In questa poesia simbolista di Verlaine la figura della luna fa da sfondo al paesaggio e alla situazione di dolcezza e delicatezza che caratterizza l’intero componimento. Il titolo difatti fu ripreso da Claude Debussy pochi anni dopo per indicare un brano musicale facente parte della ‘Suite Bergamasque’ (1890-1892); il poeta ed il musicista francesi sfruttarono la loro amicizia per scambiarsi spesso titoli e idee comuni nel corso della loro vita. Nonostante tutto il brano di Debussy venne rimaneggiato da lui stesso intorno al 1905, quindi in epoca più matura, affinché potesse essere pubblicato dagli editori. A differenza di Beethoven che scrisse una Sonata con un solo tempo relativo al titolo ‘Chiaro di Luna’, Debussy riprese una tipica forma della Suite che è una forma musicale antica, molto usata dai clavicembalisti francesi del 1700 come Rameau e Couperin. Quella del compositore impressionista è formata da quattro brani a sé stanti: 1) Prelude 2) Menuet 3) Passepied 4) Clair de lune.

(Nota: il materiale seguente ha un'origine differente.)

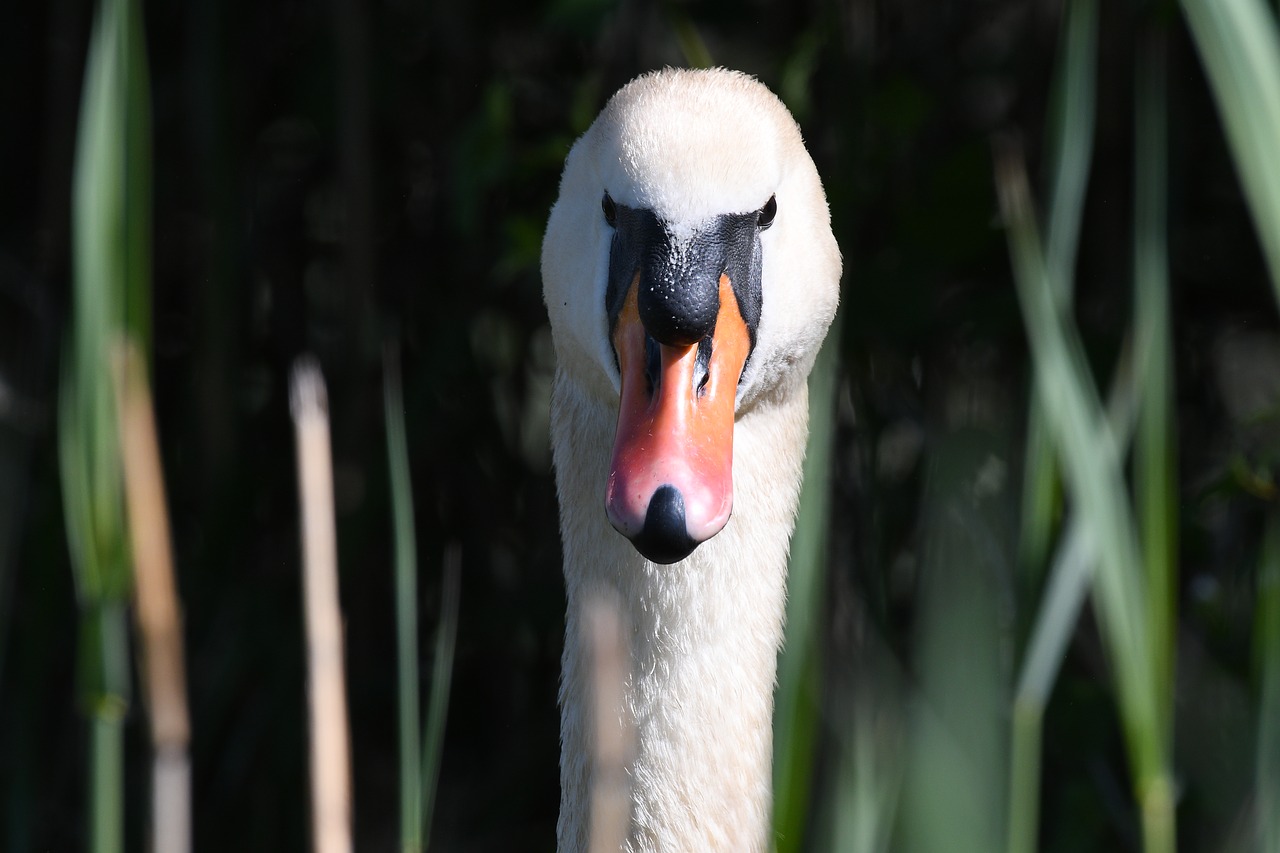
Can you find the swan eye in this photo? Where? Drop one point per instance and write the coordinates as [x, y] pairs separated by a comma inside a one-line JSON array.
[[767, 213]]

Debussy tentò di ritrarre, come fosse un pittore, quegli istanti impalpabili trasferendoli come lievi pennellate su uno spartito pentagrammato. Se in Beethoven la classicità delle strutture si accompagnava perfettamente con le armonie quasi romantiche e suggestive, in Debussy si passa, nonostante il titolo della composizione musicale sia uguale, a forme più sublimate e inafferrabili. Il brano beethoveniano è particolareggiato da una tonalità cupa, misteriosa, ovvero il Do# minore; quello debussiniano è invece in Re♭Maggiore; la tenera apertura del brano “Clair de Lune” è sospesa come a mezz’aria; dopo il dispiegarsi del canto dato dagli accordi di sei suoni, una pausa in diminuendo prepara l’entrata di un nuovo tema, sopra un accompagnamento morbidamente arpeggiato: è la sezione centrale che progressivamente si anima fino all’espansione lirica nel registro acuto; quindi, su un lungo pedale armonico, s’intersecano un canto ed un controcanto nel registro medio. Infine, la prima sezione viene ripresa e variata, concludendosi nella coda in dissolvimento, pura ed incontaminata come la visione limpida della luna.

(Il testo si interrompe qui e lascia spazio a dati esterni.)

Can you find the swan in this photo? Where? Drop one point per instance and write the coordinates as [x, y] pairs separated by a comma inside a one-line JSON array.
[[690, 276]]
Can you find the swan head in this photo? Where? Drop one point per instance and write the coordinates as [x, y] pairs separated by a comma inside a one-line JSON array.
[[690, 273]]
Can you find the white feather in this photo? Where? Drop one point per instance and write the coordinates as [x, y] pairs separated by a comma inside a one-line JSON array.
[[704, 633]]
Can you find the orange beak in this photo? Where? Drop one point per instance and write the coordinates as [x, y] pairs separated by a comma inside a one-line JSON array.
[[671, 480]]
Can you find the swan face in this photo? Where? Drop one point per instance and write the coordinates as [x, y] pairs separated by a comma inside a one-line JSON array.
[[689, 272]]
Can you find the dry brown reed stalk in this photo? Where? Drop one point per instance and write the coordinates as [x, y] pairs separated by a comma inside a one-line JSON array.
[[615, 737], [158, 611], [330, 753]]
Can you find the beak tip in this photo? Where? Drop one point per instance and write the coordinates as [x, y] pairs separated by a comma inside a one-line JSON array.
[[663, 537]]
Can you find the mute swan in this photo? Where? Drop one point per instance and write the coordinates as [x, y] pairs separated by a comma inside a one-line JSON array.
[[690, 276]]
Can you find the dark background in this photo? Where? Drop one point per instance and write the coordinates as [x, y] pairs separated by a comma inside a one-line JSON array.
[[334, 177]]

Il mio excursus con voi è giunto al termine, cari lettori. Ciò non vuol dire che non ci saranno altri articoli, anzi! Questo era solo l’inizio. Vi rallegrerò (per quanto mi sarà possibile) le uggiose giornate d’inverno e le calde serate d’estate con piccoli articoli o recensioni musicali. Nel frattempo vi lascio una frase che racchiude in brevissimo il discorso affrontato in questi cinque tasselli che spero ricorderete con simpatia.
Mi piacerebbe ricevere da voi commenti positivi (o se volete anche negativi, perchè tutto serve nella vita!) e soprattutto mi auguro che condividerete con i vostri amici questi piccoli lavori che dedico a voi in primis. Divertitevi poi a scorrere un po’ la bacheca del Blog e ad ascoltare la RadioWeb dei nostri grandi artisti che lavorano per voi! E psst, mi raccomando, fate girare la voce che noi siamo qua e vi aspettiamo numerosi ogni giorno di più!
“Chi lavora con le sue mani è un lavoratore. Chi lavora con le sue mani e la sua testa è un artigiano. Chi lavora con le sue mani e la sua testa ed il suo cuore è un artista.”
(San Francesco d’Assisi)
La vostra giornalista e scrittrice in erba, Nat.